Insomma, nell'ultimo tratto della vita, ha pensato ai bambini. E per questo ha scelto appunto la scuola dell'infanzia Casa dei Bambini "Maria Montessori" di via Parma e una cooperativa che opera sempre nel settore dell'infanzia. Ma la Casa dei Bambini è di proprietà del Comune e quindi i beni sono destinati all'ente.
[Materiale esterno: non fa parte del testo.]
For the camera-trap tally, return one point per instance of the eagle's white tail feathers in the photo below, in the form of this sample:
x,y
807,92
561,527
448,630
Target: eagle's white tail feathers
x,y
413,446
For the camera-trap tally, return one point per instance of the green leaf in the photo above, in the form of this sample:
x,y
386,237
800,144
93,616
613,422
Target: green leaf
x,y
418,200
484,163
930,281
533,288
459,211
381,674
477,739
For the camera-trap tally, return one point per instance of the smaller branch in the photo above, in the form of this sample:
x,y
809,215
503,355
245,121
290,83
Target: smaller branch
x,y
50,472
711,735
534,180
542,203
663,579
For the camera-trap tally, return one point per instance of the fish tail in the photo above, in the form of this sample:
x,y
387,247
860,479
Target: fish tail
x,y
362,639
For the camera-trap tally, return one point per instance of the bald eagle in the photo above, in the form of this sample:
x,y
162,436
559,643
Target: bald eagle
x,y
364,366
Domani l'assessore Claudio Della Ratta porterà nella seduta di giunta il promemoria con cui si propone all'amministrazione di accettare l'eredità. Sarà interessante vedere cosa il Comune intenderà fare dei beni ricevuti a metà appunto con la cooperativa.
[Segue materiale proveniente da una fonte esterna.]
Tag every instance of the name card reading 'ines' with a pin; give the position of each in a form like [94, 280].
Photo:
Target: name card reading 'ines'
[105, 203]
«Prima di dire quali saranno le scelte future - spiega l'assessore Della Ratta - dobbiamo effettuare una serie di passaggi previsti dalla legge per entrare in possesso dei beni. Si vedrà poi com'è l'alloggio e si deciderà cosa fare. A me piacerebbe - se il resto della giunta sarà d'accordo - acquistare l'altra parte destinata nel testamento ad una cooperativa. Poi si potrebbe pensare di assegnarlo a padri o madri in difficoltà. E comunque per scopi sociali». Non capita spesso, ma capita, che persone sole prima di morire decidano di lasciare i loro beni in eredità ad enti o associazioni, perché da quello che uno ha accumulato nel corso della vita, possa derivare qualcosa di buono anche per altri.
È il caso di un sarto bolzanino, scomparso nel 2016 all'età di 79 anni, che nel testamento, consegnato due anni prima di morire nello studio di un avvocato bolzanino, aveva scritto a mano le sue volontà: i 534 mila euro messi da parte in una vita di lavoro dovevano essere utilizzati per iniziative in campo sociale. Più precisamente aveva indicato come destinatari della somma divisa in tre parti uguali: Assb, Lapic e Caritas. L'associazione Lapic aveva investito una parte del lascito nel progetto "Wheel Scout", una applicazione, scaricabile dal sito dell'associazione, che indica a quanti si muovono in sedia a rotelle, con il deambulatore o a piedi, i percorsi senza barriere architettoniche.